Detto questo, bisogna però andare oltre. Il vero equivoco è lo scarso peso che i registi danno alla cultura musicale. Persino in un musical, per paradosso. Saper filmare la musica è l’ossessione di tanti autori abituati a riflettere sulla messa in scena, sia che ci si trovi di fronte a una commedia musicale, come in questo caso, sia che ci si trovi di fronte a un concerto. In buona sostanza: non puoi filmare l’hard rock come si filmano gli Abba. Pur ignorando l’impietosa superficialità dei numeri musicali e di ballo presenti nel film, comunque il repertorio è diverso, il pubblico è differente, le sensibilità non sono – nel caso presente – né camp, né pop. Quello degli anni Ottanta è un rock duro addolcito e ammantato di sonorità radiofoniche, un rock in pieno riflusso e privo di reale interesse musicologico, nato e cresciuto come antidoto al punk, e importante solo perché ha accompagnato con una certa qual rozza sincerità l’adolescenza di una generazione (compreso chi scrive).

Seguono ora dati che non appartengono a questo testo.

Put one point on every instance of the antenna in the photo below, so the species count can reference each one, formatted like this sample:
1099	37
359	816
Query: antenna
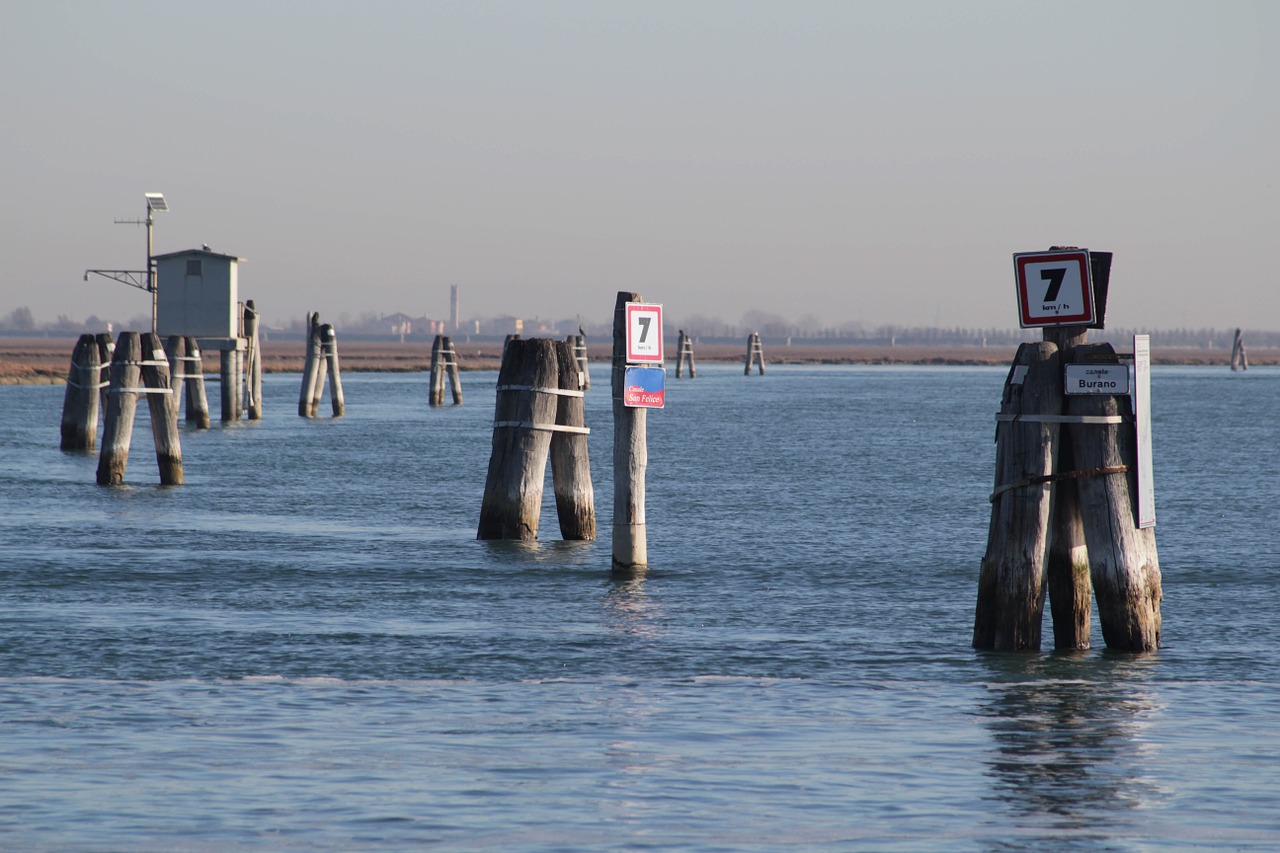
141	279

Non è un caso che Europe, Extreme, Poison, Foreigner, Lita Ford, e altri gruppi omaggiati dal film siano stati spazzati via dalla storia, persino quella del genere, e che ben pochi gruppi vengano tuttora considerati degni di rispetto, come i Twisted Sister (di più) o Def Leppard (di meno). Tutto ciò non fa parte della grande riconfigurazione sessuale operata dal glam nel decennio precedente (e su questo Velvet Goldmine ha detto tutto quel che c’era da dire), né una figura come lo Stacee Staxx del pur bravo Tom Cruise ha realmente a che fare con quella cultura. La tendenziosità con cui Rock of Ages confonde le acque del rock e del metal melodico anni Ottanta, mescolandole a gruppi anni Settanta e ad altre influenze hard&heavy (come se ogni cosa derivasse da ogni altra) appare come il primo, vero tradimento verso il genere musicale di riferimento, e dunque verso il pubblico. Chi ha vissuto quella stagione sentirà puzza di falso lontano mille miglia, gli altri si chiederanno se valeva la pena amplificare un omaggio teatrale cui bastava serenamente la piazza di Broadway. Meglio allora ricordarsi del bellissimo dialogo tra Mickey Rourke e Marisa Tomei in The Wrestler, quando davanti al bancone di un bar si scoprono entrambi appassionati di quel rock pomposo e stradaiolo; o di Mark Wahlberg in The Fighter, mentre entra sul ring al suono di Here I Go Again dei Whitesnake.